Chronic kidney disease often goes unnoticed in its early stages because the kidneys have a remarkable ability to compensate for initial damage. They possess a substantial functional reserve, allowing them to continue meeting the body’s needs despite significant impairment. This is one of the reasons why kidney donation is possible without major limitations for the donor.
In the early stages of CKD, the only way to detect kidney damage is through blood or urine tests. As the disease progresses, the first symptoms may appear, most commonly in the form of swelling (edema).
Swelling may occur in the legs, feet, or ankles, and less commonly in the hands or face.
Signs of advanced chronic kidney disease include chest pain, dry skin, persistent fatigue, headaches, increased urine output or, less commonly, reduced urine output, foamy urine (due to the presence of protein), loss of appetite, muscle cramps, nausea and vomiting, shortness of breath, sleep disturbances, and weight loss.
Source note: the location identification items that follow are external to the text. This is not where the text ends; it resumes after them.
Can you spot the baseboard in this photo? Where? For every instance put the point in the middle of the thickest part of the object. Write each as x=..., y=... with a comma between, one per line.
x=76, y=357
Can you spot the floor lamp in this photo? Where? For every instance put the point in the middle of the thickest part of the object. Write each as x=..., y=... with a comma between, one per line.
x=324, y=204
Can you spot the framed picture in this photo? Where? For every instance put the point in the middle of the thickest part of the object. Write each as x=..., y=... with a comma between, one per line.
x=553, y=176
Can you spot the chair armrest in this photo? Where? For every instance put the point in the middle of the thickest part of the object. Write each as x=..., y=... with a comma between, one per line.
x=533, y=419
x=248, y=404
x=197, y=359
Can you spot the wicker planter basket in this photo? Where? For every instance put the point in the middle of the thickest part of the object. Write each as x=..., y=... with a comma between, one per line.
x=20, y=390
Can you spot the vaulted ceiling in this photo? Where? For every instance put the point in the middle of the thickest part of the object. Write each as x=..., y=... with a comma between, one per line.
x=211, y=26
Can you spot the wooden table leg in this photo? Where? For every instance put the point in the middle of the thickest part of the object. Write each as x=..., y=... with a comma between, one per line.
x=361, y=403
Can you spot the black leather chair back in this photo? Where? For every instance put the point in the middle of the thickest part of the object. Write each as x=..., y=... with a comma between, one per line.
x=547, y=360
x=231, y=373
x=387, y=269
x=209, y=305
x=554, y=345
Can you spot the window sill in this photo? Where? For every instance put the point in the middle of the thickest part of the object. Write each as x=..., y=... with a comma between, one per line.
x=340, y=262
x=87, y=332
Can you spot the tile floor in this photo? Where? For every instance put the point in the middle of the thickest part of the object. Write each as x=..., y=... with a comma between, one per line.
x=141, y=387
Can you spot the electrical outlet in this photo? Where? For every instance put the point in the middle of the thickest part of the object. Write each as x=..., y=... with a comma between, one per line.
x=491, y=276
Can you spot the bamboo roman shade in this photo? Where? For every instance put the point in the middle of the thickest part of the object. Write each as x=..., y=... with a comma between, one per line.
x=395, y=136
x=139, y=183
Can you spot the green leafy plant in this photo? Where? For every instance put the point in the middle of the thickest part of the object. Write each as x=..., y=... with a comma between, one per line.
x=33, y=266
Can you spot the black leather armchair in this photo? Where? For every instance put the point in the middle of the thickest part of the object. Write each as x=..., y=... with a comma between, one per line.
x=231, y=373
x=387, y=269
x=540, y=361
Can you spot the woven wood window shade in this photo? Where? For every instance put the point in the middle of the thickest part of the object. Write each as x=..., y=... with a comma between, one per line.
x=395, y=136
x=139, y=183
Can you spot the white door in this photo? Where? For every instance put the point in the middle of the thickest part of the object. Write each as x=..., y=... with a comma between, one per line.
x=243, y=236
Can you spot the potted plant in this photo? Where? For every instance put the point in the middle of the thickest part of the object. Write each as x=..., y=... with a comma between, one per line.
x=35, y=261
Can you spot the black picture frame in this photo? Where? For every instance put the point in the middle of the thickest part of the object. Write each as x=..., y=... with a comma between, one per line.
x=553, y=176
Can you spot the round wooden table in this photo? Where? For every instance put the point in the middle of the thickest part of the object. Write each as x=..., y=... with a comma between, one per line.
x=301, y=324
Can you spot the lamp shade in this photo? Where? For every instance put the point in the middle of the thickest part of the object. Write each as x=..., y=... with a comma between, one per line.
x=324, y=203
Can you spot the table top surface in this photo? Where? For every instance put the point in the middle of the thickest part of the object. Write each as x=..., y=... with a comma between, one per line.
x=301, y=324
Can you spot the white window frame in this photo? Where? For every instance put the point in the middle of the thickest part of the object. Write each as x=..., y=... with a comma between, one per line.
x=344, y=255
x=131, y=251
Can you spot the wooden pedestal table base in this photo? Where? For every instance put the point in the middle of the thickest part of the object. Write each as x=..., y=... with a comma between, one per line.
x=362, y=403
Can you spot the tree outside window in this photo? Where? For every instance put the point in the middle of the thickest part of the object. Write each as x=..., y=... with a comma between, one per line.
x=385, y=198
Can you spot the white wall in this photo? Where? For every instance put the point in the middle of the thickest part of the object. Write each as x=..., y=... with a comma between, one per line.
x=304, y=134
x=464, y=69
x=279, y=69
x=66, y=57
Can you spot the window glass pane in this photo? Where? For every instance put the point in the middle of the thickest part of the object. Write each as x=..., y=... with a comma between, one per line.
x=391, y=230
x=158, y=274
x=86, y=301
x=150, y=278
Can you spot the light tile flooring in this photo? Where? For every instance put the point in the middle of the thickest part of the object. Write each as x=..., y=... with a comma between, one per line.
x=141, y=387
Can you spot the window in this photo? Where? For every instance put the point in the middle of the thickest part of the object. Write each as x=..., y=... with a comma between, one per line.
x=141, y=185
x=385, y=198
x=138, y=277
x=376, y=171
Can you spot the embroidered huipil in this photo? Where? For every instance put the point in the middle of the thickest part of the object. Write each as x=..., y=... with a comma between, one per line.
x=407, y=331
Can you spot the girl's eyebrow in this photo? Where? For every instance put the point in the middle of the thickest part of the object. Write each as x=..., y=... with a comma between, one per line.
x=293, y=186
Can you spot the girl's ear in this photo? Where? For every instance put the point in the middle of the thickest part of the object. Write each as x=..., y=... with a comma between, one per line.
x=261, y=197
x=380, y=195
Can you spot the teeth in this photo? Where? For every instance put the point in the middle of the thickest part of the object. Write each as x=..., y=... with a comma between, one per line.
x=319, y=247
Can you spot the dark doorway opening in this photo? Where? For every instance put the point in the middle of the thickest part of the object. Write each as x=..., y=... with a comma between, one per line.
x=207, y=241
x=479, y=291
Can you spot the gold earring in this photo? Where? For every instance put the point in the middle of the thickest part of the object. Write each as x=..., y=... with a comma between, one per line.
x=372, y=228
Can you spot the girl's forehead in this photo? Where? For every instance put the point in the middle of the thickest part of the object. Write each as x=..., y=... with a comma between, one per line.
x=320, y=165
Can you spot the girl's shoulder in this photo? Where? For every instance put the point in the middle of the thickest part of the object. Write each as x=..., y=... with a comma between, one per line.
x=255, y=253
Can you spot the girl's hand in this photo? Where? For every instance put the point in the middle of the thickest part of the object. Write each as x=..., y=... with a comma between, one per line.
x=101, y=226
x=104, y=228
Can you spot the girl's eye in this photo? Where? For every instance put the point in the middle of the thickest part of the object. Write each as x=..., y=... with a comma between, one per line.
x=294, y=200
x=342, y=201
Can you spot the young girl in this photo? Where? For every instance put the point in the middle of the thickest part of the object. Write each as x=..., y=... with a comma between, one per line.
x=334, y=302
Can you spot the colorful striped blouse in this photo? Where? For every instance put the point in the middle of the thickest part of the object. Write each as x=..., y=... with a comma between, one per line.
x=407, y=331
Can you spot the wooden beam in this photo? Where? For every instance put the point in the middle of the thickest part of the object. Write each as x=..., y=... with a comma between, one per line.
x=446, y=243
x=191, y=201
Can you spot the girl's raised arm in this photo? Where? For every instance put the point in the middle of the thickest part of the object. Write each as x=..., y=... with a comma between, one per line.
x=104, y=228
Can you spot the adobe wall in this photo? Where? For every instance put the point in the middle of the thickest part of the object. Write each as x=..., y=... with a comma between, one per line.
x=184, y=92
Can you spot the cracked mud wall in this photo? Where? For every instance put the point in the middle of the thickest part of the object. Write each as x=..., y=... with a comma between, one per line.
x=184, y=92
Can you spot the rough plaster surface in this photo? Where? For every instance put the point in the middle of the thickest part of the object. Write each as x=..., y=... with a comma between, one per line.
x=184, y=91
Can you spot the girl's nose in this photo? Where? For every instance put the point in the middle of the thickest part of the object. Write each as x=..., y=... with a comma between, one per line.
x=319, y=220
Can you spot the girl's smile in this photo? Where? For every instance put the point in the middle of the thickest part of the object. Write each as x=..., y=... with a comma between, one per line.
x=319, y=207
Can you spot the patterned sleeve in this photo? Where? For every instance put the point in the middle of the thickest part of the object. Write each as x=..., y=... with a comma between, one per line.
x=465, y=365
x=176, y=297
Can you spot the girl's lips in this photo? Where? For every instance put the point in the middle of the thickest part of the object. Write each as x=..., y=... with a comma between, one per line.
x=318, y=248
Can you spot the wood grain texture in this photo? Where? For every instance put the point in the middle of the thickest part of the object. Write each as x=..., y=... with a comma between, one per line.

Patients with chronic kidney disease may also develop anemia, bone disorders, and weakened immune function. Overall, they become more susceptible to cardiovascular diseases. A natural consequence of chronic kidney disease is chronic kidney failure, meaning a progressive and irreversible loss of kidney function.
What Should You Do?
Early diagnosis and timely treatment can significantly improve the prognosis, not only by preserving remaining kidney function but also by helping prevent cardiovascular disease. To reduce the risk of CKD, specialists at Bogolyuby Medical Center recommend following three key dietary principles: reduce salt intake, decrease protein consumption and choose protein sources carefully, and prioritize foods low in phosphorus. In chronic kidney disease, phosphorus tends to accumulate in the bloodstream, which unfortunately leads to the mobilization of calcium from the bones, making them thinner, more fragile, and more prone to fractures.